Posted May 01, 2007 07:35 pm CDT
Law schools are all about diversity these days, yet when it comes to reading about the law school experience, all the authors seem to be white guys from Harvard. Like Scott Turow, author of the classic One L, and Richard D. Kahlenberg, who wrote Broken Contract.
Enter Martha Kimes, a Phoenix-based former big firm litigator whose forthcoming memoir chronicles her experience at the none-too-shabby Columbia Law School in New York City.
Ivy Briefs: True Tales of a Neurotic Law Student (Atria/Simon & Schuster; May 15, $23) follows Kimes’ journey from LSAT to new associate a journey that’s sometimes snarky, always emotional and ultimately enjoyable.
Kimes was inspired to write Ivy Briefs after posting a few recollections about her Columbia days to her blog, the Random Muse. She received a number of lively comments, and she started to think she was on to something.
Her first research trip was to the garage. “I dug through boxes filled with my outlines and the blue books that I had scribbled in, and my heart was racing just looking at it all,” she recalls. “It’s funny, but just looking through your civil procedure outline, you instantly remember the names of cases and things you wish you could forget.”
Kimes hopes that her book will have universal appeal, but anyone familiar with International Shoe v.
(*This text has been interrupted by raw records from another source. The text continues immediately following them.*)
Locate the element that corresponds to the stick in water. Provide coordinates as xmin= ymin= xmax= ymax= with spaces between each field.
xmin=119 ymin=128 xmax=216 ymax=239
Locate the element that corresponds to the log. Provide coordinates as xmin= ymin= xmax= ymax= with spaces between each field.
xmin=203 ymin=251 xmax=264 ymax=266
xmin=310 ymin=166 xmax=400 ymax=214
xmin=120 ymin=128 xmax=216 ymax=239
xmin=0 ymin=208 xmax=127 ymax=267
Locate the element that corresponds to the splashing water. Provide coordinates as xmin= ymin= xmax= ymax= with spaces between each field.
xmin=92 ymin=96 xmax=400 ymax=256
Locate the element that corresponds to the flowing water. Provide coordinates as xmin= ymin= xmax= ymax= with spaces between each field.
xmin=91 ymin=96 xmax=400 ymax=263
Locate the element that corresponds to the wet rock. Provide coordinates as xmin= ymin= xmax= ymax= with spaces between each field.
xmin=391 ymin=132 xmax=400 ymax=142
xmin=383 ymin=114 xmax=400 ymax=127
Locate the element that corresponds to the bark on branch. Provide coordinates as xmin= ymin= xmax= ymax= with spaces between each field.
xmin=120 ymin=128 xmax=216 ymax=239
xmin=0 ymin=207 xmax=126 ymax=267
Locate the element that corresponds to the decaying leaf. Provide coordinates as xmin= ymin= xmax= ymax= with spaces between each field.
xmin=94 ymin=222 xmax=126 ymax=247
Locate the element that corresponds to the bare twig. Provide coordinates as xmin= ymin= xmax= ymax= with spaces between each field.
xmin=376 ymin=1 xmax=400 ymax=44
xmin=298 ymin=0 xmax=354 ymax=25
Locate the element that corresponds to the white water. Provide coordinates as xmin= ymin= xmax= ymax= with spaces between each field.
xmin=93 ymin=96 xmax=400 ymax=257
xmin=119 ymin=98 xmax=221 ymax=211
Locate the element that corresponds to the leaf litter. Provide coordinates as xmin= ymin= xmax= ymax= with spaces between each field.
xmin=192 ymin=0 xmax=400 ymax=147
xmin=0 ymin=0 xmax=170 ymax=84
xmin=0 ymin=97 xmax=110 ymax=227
Washington will definitely appreciate the humor, the anguish and the seemingly universal cast of characters, like the Gunner, the Show Off, the Self Righteous Do Gooder and, of course, the Sadistic Professor.
There’s even a take away message for aspiring lawyers, Kimes says–that it is possible to get through law school and stay “somewhat sane.” But, she adds, “You have to work at it.”